The industry's most authoritative handbook on flow measurement provides a road map to the field of flow measurement. This best-seller discusses strategies for problem solving and puts the whole array of types of flowmeters at the reader's disposal. The text includes laminar flow elements, critical flowmeters, statistics for measurement, laboratory primary standards, and uncertainty in flow measurement. Emphasis is placed on the importance of accuracy in measurements and ways of ensuring accuracy and avoiding equipment damage through correct forecast of operating conditions, flowmeter selection, installation, calibration, and maintenance. Fundamental considerations such as mixed-phase flow, piping effects, and flow conditioning are examined at length. The problem of attaining a meaningful flow signal through linearization, compensation, and totalization is discussed. Join the thousands of engineers, technicians, managers, and salespeople that have found this reference text an invaluable resource.
Chapter 6 - Field Calibration
Calibration can be defined as the comparison of a measuring instrument, with
specified tolerances but an undetermined accuracy, to a measurement standard of
known accuracy for the purpose of determining and/or eliminating by adjustment
any out-of-tolerance condition.
| The use of an uncalibrated instrument creates the potential for incorrect measurement and resultant erroneous conclusions and decisions. It is calibration that provides confidence in a measurement and assurance that an instrument has the accuracy required to maintain a product or process within specification. | Precise measurement depends on the use of properly calibrated instruments. |
Calibrations can be performed in any location. In general, this chapter will discuss
those calibrations performed by the user, rather than those performed by the
equipment manufacturer or an independent laboratory. The proper overall
approach towards calibration applies, however, no matter where the procedure is
physically performed.
General Calibration Requirements
Scope
A specific calibration can range from a simple dimensional check to extensive
measurements of multiple variables. Accordingly, before the details of a calibration
can be planned, an initial step is to determine the appropriate scope. The first
decisions that need to be made are (1) which variables should be measured and (2)

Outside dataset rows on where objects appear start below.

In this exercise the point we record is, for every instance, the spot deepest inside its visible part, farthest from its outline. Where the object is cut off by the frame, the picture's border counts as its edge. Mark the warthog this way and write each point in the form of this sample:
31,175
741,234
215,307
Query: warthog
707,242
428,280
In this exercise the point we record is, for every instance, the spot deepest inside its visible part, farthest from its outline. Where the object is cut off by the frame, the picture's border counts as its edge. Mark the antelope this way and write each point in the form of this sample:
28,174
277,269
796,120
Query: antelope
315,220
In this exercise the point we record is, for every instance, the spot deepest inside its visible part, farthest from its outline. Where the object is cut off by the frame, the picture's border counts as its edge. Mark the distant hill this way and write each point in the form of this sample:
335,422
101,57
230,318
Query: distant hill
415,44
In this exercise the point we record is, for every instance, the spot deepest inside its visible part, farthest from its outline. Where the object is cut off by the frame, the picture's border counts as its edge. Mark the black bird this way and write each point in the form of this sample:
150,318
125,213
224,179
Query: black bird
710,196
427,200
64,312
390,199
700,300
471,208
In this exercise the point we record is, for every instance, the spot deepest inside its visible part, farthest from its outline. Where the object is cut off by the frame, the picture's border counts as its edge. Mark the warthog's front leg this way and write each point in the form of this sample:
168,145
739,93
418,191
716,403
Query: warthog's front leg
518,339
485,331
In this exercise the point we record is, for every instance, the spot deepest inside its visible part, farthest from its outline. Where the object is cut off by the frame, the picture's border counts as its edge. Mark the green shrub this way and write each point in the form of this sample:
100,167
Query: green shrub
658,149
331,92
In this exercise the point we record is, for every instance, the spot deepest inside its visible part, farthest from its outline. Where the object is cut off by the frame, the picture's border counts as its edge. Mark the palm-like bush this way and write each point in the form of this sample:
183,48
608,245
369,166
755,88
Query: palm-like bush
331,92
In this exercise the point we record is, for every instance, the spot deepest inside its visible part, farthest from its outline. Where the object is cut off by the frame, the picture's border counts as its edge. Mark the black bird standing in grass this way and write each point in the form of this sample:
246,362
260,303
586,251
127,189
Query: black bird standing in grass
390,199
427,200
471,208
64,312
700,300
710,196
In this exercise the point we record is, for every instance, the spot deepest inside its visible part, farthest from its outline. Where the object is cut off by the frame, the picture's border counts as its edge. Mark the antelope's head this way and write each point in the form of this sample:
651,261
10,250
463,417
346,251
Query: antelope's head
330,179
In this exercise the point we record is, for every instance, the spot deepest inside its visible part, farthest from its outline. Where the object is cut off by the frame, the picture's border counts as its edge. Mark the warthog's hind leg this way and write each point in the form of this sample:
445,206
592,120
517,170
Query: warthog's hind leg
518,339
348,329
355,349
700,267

what accuracy must be maintained. These decisions need to be based not only on
the accuracy desired from an application standpoint, but also upon the capabilities
of the device being calibrated.
The device to be calibrated must exhibit sufficient range, resolution, and freedom
from drift to enable transfer of the desired level of accuracy from the calibration
standard used. It is normally a futile effort to try to make a highly accurate
instrument out of a low-precision device through calibration.
Types of Calibration Errors
Some element of error exists in all measurements, no matter how carefully they
are conducted. The magnitude of the error can never be exactly determined, but
the experimental uncertainty - the possible value of the error - can be estimated.
The possible error in a measurement or calibration is referred to as the
measurement uncertainty. In practice, however, it is often referred to simply as the
error.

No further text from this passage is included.